La corsa contro il tempo tra scuole, luoghi di culto e snodi logistici
Mentre la conta degli sfollati ha superato la soglia critica delle tremila persone, distribuite tra sistemazioni autonome, alberghi convenzionati e strutture di prima accoglienza, la macchina dei soccorsi continua a lavorare a ritmi serrati. I Vigili del Fuoco mantengono sul campo un dispositivo di oltre trenta squadre specializzate, impiegate nell'esecuzione delle verifiche speditive e nel recupero dei beni materiali dalle abitazioni evacuate. Ma la vera corsa contro il tempo si consuma all'interno degli edifici pubblici e delle infrastrutture vitali.
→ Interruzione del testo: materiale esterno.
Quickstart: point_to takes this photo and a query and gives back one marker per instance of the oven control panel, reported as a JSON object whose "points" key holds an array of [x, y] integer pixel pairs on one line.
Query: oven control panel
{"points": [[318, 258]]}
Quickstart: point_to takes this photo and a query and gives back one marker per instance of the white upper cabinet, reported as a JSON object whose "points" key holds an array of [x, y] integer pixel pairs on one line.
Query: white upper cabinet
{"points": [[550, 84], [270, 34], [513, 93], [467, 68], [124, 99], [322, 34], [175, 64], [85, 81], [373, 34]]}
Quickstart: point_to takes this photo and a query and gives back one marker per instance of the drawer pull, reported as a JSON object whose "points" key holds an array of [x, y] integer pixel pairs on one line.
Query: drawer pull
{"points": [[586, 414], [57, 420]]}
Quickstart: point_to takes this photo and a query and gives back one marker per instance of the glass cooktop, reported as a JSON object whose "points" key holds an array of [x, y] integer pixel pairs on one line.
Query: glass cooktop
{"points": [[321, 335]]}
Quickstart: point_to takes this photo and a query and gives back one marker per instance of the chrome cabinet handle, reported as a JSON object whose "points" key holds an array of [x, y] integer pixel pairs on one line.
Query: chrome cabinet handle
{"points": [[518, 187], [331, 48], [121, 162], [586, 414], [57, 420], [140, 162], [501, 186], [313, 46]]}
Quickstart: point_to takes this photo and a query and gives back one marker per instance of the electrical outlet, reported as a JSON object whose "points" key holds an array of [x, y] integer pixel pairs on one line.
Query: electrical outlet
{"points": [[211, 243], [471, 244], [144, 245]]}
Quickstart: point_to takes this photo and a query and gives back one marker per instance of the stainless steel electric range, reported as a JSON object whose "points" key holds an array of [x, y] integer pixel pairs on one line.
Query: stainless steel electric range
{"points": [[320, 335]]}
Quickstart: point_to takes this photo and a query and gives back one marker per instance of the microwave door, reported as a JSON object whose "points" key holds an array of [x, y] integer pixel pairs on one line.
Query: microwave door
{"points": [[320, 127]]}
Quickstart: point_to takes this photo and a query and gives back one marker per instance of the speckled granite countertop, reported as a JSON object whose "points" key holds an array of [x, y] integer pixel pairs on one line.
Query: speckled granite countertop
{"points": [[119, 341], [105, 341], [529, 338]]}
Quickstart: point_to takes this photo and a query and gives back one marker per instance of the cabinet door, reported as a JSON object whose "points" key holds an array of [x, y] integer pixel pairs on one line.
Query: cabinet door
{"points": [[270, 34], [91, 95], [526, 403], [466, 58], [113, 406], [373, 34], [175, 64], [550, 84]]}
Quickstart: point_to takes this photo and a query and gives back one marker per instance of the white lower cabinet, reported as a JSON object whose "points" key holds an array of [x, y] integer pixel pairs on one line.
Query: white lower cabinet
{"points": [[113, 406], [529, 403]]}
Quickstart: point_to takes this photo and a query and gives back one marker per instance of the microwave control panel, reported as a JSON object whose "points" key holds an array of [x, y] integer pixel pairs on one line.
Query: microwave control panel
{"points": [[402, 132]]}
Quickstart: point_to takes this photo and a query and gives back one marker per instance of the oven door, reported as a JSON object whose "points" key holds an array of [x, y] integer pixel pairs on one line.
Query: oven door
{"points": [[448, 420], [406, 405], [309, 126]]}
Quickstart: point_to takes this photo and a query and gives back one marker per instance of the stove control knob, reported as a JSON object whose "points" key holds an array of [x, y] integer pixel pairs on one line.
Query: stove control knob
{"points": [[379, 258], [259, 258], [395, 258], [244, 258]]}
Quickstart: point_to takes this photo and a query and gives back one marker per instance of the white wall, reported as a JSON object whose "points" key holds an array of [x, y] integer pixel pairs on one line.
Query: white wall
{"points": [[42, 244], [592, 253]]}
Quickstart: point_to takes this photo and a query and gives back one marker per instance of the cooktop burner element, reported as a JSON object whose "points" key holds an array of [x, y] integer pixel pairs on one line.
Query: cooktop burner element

Sul fronte dell'istruzione, l'avvio del nuovo anno scolastico rappresenta un'incognita drammatica. I sopralluoghi tecnici hanno evidenziato criticità diffuse sia negli istituti di competenza della Città Metropolitana come il Tassinari, il Virgilio e il Pareto sia nelle scuole primarie e medie comunali. Per consentire la ripresa delle lezioni si profilano turni pomeridiani e rotazioni complesse, con interventi d'urgenza mirati alla sostituzione delle pareti tramezzate danneggiate con strutture in cartongesso.
Non meno complessa appare la situazione del patrimonio artistico e religioso: il campanile di Santa Maria delle Grazie, il Duomo del Rione Terra e numerose chiese storiche presentano lesioni profonde che richiedono imponenti interventi di messa in sicurezza ad opera della Soprintendenza.
A complicare il quadro si aggiunge il nodo della logistica portuale e degli approvvigionamenti idrici. Con le autobotti ancora impegnate a distribuire acqua non potabile in diverse zone della città, le autorità hanno dovuto disporre il divieto d'accesso al porto di Pozzuoli per i mezzi pesanti superiori alle 3,5 tonnellate diretti verso Ischia e Procida, dirottando il traffico commerciale sullo scalo napoletano di Porta di Massa.
Una decisione che ha sollevato forti perplessità tra gli autotrasportatori e gli amministratori isolani, preoccupati per la tenuta dei rifornimenti di beni di prima necessità nel momento di massimo affollamento turistico estivo. Pozzuoli si ritrova così a vivere il suo Ferragosto più lungo e difficile, in bilico tra la necessità di mettere in sicurezza il presente e la fatica di immaginare un futuro oltre la crisi.